Maybe I’m out of touch. Maybe the youth of the world are, even as I write, eagerly exposing their prized first curly hairs to the world, screaming to the older generation that they are young, the are vital, they are unbuttoned.
Maybe. But I doubt it.
‘Ah,’ you may say, ‘but you don’t know what the brief was.’
And I don’t. And neither will the people Levi’s want to attract.
But I do know that when I was the youth of this story, nobody my age wore jeans. They were ‘Dad clothes.’
And Levi’s changed that in 30 seconds.
Now the youth market is saturated with the things. All being a little bit cooler and a lot younger.
Newer brands that your Dad hasn’t even heard of. So they’ll be the ones you’ll wear.
So it’s even harder now for Levi’s to get people into their jeans than it was for the spotty teen I was to get into other peoples Levi’s.
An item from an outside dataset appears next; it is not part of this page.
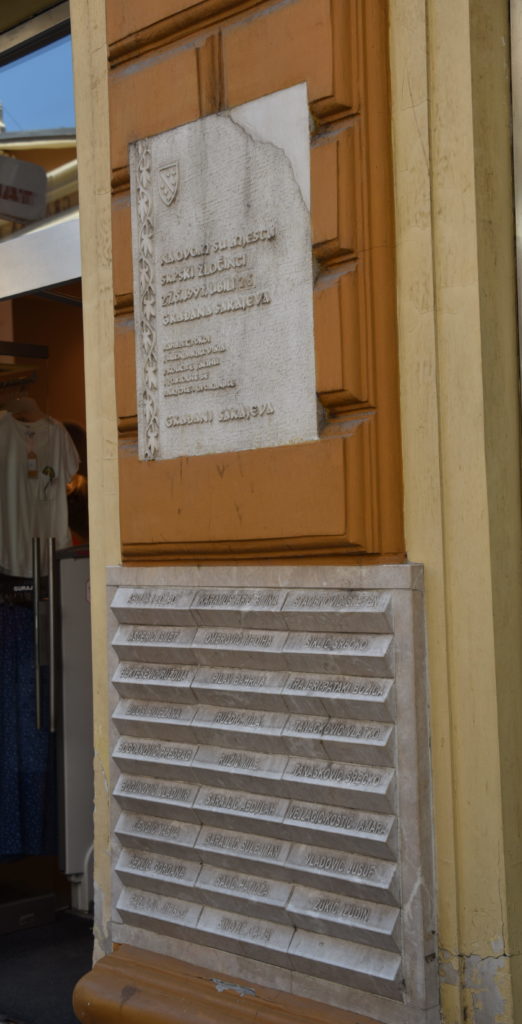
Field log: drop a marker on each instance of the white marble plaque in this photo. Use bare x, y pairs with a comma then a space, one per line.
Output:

And they just don’t seem to be trying very hard.
Or maybe it’s just me getting all nostalgic for the day’s when advertising advertised.
Imagine being Barbara or Sir John in the 80s and you’re new Launderette ad has just broke.
You stand looking out of your office window at a sea of Nick Kamen wannabes all shuffling nervously along, occasionally gripping a lamppost for support as their leg lifts in an involuntary, painful spasm and they wipe away a tear. Sod the sales figures. That’s when you know it’s worked.
Will the team who worked on live unbuttoned (and I’m sure there’s hundreds of them worldwide) experience the same thrill? A sea of youthful pubis exposed proudly to the world?
I can’t see it happening.
And even if it does take off, with our ever more obese lifestyles, how will anyone be able to see who’s unbuttoned?